On 22 December, weeks before it was set to expire at the end of January, President Joe Biden extended a pause on repayments for at least a few more months. It will now come to an end in May.

The CARES Act coronavirus relief package in March 2020 paused payments into federal student loans and kept interest rates at zero per cent. It was repeatedly extended over the following months.

In August, the Biden administration announced a “final” extension of the pause, with repayments to continue on 1 February.

The word “final” was used three times in that announcement and not at all in the administration’s latest extension – signalling the president’s potential readiness to finally confront America’s climbing student debt crisis.

Meanwhile, in the months between announcements – as lawmakers and debt elimination advocates pressured the White House to indefinitely extend the pause – borrowers received dozens of emails reminding them about their impending repayments.

Chasten Buttigieg – whose husband Pete Buttigieg is the secretary of the US Department of Transportation – shared one of those emails in his Instagram stories, with the caption “LOL no thank you Merry Christmas next”.

Two weeks before extending the pause, the federal government even created a new website to streamline loan repayments.

More than 40 million Americans hold roughly $1.75 trillion in student loan debt, most of which is wrapped up in federal loans.

Debt relief advocates argue the president can cancel nearly all of it with the stroke of a pen. Members of Congress have also repeatedly reminded the president that he campaigned on the promise of relieving at least some of that debt, which falls hardest on women and people of colour.

“Student debt is a national crisis,” US Rep Jamaal Bowman said from the floor of the House of Representatives last month. “It was a crisis before the Covid-19 pandemic, and it’s an even bigger one now. I can’t think of a better opportunity to cancel student loan debt.”

The state of the student debt crisis

Victoria took out $146,000 in private and federal loans, with interest rates as high as 11.75 per cent, for enrollment at the Savannah College of Art and Design, a prestigious private art school in Georgia, where she graduated in 2013.

She was supported by a combination of federal loans and loans through Wells Fargo, with an income-based repayment plan through the Department of Education. She has not been able to lower or consolidate payments because of a high debt-to-income ratio, and the debt was too high to re-finance through a third party.

Victoria first spoke with The Independent in December 2020, after nine months of the pause, which gave her some breathing room to catch up on the interest rates that outpaced her initial loan. In 2019, she paid more than $11,000 in interest alone, and now owes more than she did when she took out the loans more than a decade ago.

One year later, she told The Independent that the pause on interest had been a lifeline.

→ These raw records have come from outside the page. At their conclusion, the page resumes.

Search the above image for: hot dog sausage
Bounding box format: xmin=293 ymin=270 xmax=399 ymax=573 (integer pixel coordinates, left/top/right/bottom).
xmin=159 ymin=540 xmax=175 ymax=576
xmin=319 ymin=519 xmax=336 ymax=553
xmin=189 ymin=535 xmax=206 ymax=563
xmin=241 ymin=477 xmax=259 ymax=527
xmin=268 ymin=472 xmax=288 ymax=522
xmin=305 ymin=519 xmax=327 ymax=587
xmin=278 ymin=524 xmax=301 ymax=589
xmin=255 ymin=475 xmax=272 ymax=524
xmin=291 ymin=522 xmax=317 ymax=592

“Honestly, that’s the biggest thing for me,” she said. “Like, OK, I took out this loan, and I will pay it back, but I think the insanely high interest rates should be eliminated so people aren’t punished for the majority of their lives for getting an education.”

If the pause ends, she will try to refinance, again, so she can start saving to buy a house with her husband. But she hopes the administration “will come to their senses and cancel it all or at least the interest”.

Activists called on Joe Biden to cancel student loan debt during a rally outside the White House on 15 December. (Getty Images for We, The 45 Mill)
Activists called on Joe Biden to cancel student loan debt during a rally outside the White House on 15 December. (Getty Images for We, The 45 Mill)

Student loan debt – which is soon set to reach $2 trillion – ballooned within the last decade alongside private university enrollment and steep cuts from federal and state governments into higher education.

Over the last several decades, governments have stripped investments in higher education while tuition has spiked, putting the burden of costs on students. Meanwhile, federal policy changes effectively eliminated limits on borrowing, and predatory lending schemes and sky-high interest rates have trapped generations of borrowers into a lifetime of debt.

Borrowers who spoke with The Independent have said their debt has effectively trapped them into endless repayment plans that have defined all of their financial decisions, for the sake of higher education degrees – some earned more than 10 years earlier – that promised better career opportunities and the wages to pay down their debts.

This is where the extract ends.